Die cijfers laten zich niet zo gemakkelijk combineren, maar de totaalconclusie is wel dat vrouwen minder vaak moeder worden, minder kinderen hebben, pas later moeder worden en minder vaak hun kinderen bij zich houden. En ook al heeft iedereen een moeder, het moederschap als zodanig is daardoor minder in tel.
Natuurlijk zijn er ook andere invloeden die de aankopen voor Moederdag beïnvloeden. Veelgehoorde kritiek is dat die dag ingegeven is door commerciële motieven, zoals Sinterklaas en Valentijnsdag. Er zijn ook wel bezwaren geuit omdat Moederdag niet te verenigen valt met de heiliging van de zondag. Ook feministen vinden Moederdag maar niks. Een columniste van NRC Handelsblad hekelde ooit Moederdag omdat die „het dier in de vrouw” eert. Het zou juist vernederend zijn voor vrouwen om hen te waarderen vanwege het feit dat zij voor de voortplanting moeten zorgen.

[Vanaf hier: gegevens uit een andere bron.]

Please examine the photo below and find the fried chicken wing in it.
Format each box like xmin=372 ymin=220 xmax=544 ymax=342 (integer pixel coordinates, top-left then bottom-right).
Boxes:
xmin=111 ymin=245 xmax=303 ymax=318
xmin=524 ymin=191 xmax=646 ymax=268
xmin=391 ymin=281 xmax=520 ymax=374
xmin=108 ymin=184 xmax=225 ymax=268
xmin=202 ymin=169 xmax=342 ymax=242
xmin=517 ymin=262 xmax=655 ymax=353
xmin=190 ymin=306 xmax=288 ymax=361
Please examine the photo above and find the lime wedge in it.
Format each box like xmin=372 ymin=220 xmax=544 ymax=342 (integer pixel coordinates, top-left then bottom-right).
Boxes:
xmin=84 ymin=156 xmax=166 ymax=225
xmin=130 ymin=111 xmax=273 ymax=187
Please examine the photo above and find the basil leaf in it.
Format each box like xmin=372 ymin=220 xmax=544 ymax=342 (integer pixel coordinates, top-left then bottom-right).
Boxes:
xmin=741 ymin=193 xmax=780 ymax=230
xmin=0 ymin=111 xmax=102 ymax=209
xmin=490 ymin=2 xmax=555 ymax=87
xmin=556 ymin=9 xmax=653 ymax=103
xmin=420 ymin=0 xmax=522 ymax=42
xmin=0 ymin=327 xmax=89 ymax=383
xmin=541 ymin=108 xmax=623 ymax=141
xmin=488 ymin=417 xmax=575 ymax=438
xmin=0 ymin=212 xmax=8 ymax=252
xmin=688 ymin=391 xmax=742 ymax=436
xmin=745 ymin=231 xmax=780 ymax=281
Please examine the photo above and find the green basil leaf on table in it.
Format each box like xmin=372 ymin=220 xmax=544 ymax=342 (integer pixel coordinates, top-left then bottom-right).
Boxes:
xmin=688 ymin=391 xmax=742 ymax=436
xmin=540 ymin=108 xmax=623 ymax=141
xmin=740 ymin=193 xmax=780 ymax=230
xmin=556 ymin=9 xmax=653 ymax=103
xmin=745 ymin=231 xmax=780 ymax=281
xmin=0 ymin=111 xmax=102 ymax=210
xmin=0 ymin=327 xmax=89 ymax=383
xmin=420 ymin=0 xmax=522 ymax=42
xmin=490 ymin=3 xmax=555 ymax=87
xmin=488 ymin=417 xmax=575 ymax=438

Daar staat tegenover dat Moederdag helemaal geen commerciële of feministische wortels heeft. De oorsprong ervan is een gedenkdienst op de tweede zondag in mei 1908 waarin de Amerikaanse Anna Jarvis wilde stilstaan bij het overlijden van haar moeder. Zij zette zich daarna in voor een jaarlijkse dag omdat een moeder „de persoon is die meer voor je gedaan heeft dan wie ook ter wereld.” Jarvis heeft zich hevig verzet tegen de vercommercialisering van Moederdag.
Een eeuw later staan traditionele genderpatronen ter discussie, is moederschap minder vanzelfsprekend dan ooit en moeten moeders de aandacht voor hun gezin steeds vaker delen met die voor hun werkkring.
Voor christenen is dat te meer reden om moeders extra aandacht te geven. Structureel, maar ook op Moederdag. De Bijbel spreekt allerminst neerbuigend over vrouwen en is juist vol lof over moeders en moederliefde. Zelfs over naamloze moeders, zoals die volhardende Kananese vrouw die bad voor haar kind en om haar geloof geprezen werd door de Zaligmaker.